The transcript from 2014 shines a new light on Tarrio’s past connections to law enforcement. During the hearing, the prosecutor and Tarrio’s defense attorney asked a judge to reduce the prison sentence of Tarrio and two co-defendants. They had pleaded guilty in a fraud case related to the relabeling and sale of stolen diabetes test kits.
The prosecutor said Tarrio’s information had led to the prosecution of 13 people on federal charges in two separate cases, and had helped local authorities investigate a gambling ring.
Feiler even boasted that Tarrio, “at his own risk, in an undercover role met and negotiated to pay $11,000 to members of that ring to bring in fictitious family members of his from another country.”
In 2013, Tarrio was convicted of four felonies and was sentenced to 30 months in prison.

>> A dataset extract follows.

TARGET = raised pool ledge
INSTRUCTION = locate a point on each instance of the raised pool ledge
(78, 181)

He served 16, but on Wednesday Tarrio denied that the shorter sentences he and his co-defendants received had anything to do with his world-class snitching... even though that’s literally what his lawyer argued to a judge in the aforementioned 2014 federal court hearing.
In fact, Tarrio denies remembering a single thing that happened in that courtroom.
“I don’t know any of this,” Tarrio told Reuters when asked about the transcript. “I don’t recall any of this.”
Come on, man.
There’s no evidence that Tarrio worked undercover after 2014, but the fact that he had a connection to law enforcement—one that was apparently impressive enough to cut his prison time by nearly half—is noteworthy, especially considering the current legal quandary he is in. Two days before the January 6 Capitol riot, Tarrio was arrested in Washington, DC. He was charged with a misdemeanor and two felonies: destruction of property after allegedly setting fire to a Black Lives Matter flag at a local church during a pro-Trump march in December and possession of high capacity firearm magazines, which were on his person at the time of his arrest.
Tarrio’s denial makes a lot more sense now: It’s not a great look to have been outed as a rat when you’re the leader of an extremist group that routinely engages in illegal and nefarious activity. So, how much intel will Tarrio cough up to get a reduced sentence this time?